MARKETPLACE’S Sam Eaton joins us to explain. And Sam, tell us what this means, expanding gas.
SAM EATON: Well, it basically comes down to simple physics, Madeleine. As the summer temperatures rise, gasoline expands because of the higher temperatures. Now, that means the amount of energy you get for a gallon of gas that’s hot is a lot less than when that gallon is cold. The problem is, retail gas stations don’t account for that difference in temperature. They sell it according to the national measurement standard, which it seems gasoline has an average temperature of about 60 degrees. And it pretty much does until the delivery truck pumps that gas into tanks, sitting under baking asphalt at the gas station. And once it’s there, it can get up to about 98 degrees before it goes into your car, according to one study.
I talked to Judy Dugan with the Foundation for Taxpayer and Consumer Rights. And she says that 60-degree benchmark for measuring gas in the marketplace is the equivalent of putting a thumb on the scale.
Ms. JUDY DUGAN (Research Director, Foundation for Taxpayer and Consumer Rights): This is what’s caused drivers for years to say, gosh, I get worse gas mileage in the summer, because it’s gasoline that’s being sold in a way that fundamentally works against the consumer and costs you about 50 cents a tankful.
EATON: Now, you add up those extra costs over the entire summer, she says, and US Drivers are paying more than $1.5 billion for gas they’re basically not getting.
BRAND: Now, consumer groups like hers have filed dozens of lawsuits against oil companies and gas retailers, I understand. Do they have a case?
EATON: Well, it — Madeleine, it depends on which side you’re talking to, of course. The consumers’ groups and several Democrats in Congress say it amounts to deception. They claim fuel distributors are unjustly enriching themselves on this phenomenon.
The solution, they believe, is to mandate the use of equipment that compensates for the temperature swings at the pump.
Now, Canada has been doing this for some time, but it’s easier to mandate there because gas is usually colder than 60 degrees, which means gas stations are actually losing money.

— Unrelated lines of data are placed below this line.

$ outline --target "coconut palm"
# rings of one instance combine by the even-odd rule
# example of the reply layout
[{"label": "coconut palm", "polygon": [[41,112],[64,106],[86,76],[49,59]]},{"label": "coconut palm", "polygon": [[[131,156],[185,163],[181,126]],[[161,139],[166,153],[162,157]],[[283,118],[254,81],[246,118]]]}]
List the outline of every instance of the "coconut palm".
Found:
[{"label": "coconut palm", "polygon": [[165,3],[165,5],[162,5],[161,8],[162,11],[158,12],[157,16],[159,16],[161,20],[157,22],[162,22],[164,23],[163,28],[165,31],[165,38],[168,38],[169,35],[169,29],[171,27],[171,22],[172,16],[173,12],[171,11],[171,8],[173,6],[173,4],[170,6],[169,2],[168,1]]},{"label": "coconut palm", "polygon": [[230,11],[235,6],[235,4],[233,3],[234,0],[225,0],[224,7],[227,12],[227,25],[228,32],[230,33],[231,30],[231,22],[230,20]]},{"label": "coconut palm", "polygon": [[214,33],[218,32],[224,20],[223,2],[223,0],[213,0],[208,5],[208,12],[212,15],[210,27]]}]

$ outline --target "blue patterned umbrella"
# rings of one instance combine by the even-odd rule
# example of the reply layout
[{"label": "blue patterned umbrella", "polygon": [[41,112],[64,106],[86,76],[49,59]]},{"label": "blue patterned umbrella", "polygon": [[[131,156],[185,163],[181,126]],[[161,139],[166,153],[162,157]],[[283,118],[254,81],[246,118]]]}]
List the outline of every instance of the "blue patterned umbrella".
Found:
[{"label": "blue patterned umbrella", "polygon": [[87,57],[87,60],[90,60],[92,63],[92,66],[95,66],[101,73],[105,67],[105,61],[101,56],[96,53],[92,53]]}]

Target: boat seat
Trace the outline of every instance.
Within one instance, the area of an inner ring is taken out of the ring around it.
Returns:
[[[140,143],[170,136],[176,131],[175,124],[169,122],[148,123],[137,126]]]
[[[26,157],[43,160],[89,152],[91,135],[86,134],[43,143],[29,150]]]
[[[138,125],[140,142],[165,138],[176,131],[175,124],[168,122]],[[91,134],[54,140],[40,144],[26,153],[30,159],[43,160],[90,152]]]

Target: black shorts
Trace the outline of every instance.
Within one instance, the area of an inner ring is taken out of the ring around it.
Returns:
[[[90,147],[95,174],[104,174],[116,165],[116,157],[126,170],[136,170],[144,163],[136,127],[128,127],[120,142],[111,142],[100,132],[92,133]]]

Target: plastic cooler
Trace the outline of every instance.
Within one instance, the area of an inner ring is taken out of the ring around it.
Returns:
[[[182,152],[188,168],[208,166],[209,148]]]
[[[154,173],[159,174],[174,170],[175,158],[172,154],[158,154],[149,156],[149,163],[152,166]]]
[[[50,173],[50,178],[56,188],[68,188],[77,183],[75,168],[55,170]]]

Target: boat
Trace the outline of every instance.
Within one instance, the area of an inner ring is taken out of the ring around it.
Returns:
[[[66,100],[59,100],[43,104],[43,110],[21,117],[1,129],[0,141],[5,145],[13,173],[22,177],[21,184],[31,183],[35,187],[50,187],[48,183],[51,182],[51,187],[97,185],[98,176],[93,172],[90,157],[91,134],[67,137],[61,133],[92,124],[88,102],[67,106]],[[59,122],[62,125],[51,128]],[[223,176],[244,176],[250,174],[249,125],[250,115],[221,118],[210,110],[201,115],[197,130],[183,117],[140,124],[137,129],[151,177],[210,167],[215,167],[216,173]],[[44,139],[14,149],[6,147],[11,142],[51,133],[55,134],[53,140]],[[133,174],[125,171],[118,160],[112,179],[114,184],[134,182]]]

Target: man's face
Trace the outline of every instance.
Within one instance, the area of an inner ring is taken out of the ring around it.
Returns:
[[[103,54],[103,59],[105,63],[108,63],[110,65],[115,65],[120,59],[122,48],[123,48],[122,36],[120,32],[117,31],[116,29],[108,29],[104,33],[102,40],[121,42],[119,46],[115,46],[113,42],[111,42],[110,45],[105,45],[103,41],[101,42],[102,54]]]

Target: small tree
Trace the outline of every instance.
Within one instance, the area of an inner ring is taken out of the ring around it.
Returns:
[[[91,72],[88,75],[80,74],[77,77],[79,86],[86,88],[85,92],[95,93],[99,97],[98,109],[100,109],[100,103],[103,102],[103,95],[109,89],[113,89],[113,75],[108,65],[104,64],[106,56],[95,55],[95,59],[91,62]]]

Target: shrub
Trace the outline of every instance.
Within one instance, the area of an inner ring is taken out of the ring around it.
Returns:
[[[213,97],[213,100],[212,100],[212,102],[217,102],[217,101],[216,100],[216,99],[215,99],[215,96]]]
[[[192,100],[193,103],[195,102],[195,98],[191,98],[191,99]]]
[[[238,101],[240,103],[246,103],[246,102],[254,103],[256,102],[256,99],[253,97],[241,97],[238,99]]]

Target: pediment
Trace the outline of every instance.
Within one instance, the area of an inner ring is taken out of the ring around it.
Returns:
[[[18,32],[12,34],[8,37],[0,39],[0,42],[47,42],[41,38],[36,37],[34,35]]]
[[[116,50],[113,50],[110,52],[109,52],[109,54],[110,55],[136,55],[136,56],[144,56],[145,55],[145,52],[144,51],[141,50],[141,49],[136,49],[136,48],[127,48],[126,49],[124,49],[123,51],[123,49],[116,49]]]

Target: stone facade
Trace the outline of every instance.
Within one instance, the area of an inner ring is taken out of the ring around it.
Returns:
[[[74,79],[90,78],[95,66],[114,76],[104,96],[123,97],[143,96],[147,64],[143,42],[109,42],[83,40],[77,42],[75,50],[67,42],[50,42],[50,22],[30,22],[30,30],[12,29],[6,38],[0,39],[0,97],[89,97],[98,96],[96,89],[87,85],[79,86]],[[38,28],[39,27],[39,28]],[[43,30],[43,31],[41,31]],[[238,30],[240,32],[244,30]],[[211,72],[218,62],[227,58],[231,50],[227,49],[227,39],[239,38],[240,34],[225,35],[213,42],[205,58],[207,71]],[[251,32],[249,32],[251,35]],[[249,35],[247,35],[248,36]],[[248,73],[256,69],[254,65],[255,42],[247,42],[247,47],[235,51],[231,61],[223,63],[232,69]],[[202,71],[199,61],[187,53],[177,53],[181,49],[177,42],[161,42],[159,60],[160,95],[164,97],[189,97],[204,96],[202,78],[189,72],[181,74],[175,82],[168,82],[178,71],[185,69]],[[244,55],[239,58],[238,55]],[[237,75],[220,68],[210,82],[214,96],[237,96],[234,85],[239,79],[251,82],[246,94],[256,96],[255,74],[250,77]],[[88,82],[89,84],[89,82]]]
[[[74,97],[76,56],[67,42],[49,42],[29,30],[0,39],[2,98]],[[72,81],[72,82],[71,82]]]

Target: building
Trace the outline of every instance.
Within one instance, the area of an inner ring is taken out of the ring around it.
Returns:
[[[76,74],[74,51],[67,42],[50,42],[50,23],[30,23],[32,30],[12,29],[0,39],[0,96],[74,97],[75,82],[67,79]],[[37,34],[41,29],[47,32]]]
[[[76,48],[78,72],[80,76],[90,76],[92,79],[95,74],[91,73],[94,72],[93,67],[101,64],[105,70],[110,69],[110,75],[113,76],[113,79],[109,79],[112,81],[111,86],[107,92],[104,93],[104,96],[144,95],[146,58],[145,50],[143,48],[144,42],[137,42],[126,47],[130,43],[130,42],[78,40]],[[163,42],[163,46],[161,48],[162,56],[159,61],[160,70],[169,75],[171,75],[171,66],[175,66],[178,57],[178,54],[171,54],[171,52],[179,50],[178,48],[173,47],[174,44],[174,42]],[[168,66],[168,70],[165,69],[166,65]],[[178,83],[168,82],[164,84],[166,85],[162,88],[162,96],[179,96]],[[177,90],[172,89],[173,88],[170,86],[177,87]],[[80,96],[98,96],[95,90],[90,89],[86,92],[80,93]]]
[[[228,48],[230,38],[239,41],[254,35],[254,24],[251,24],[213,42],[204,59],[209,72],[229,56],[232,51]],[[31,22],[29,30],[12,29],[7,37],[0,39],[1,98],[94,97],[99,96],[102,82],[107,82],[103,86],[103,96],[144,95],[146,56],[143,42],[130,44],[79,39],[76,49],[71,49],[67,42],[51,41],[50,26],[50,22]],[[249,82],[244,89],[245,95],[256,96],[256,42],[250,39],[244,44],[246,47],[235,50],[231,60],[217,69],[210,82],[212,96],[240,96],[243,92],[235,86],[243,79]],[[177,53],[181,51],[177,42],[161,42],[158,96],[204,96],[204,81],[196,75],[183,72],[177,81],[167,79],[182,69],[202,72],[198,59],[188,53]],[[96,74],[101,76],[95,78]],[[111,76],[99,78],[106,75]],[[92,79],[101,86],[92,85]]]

But here in the US, gas retailers argue that the upgrades would be too costly, anywhere from $1500 to $3800 a pump. They say that’s enough to put many independent gas stations out of business. They also say more research is needed, claiming the estimates of over-charging are the result of guesswork.
BRAND: What will happen? Will it get to court?
EATON: Well, this is where Congress comes in, actually. And this could happen before it goes to court. It’s putting pressure on a group called the National Conference on Weights and Measures, which gives final rule on how things are weighed and measured in the marketplace. And this group begins its annual meeting tomorrow in Salt Lake City. The question is whether the conference will cave to pressure from Congress, or whether the change will come from the dozens of consumer lawsuits we were mentioning.
BRAND: Thanks a lot, Sam. That’s Sam Eaton of Public Radio’s daily business show, MARKETPLACE, produced by American Public media.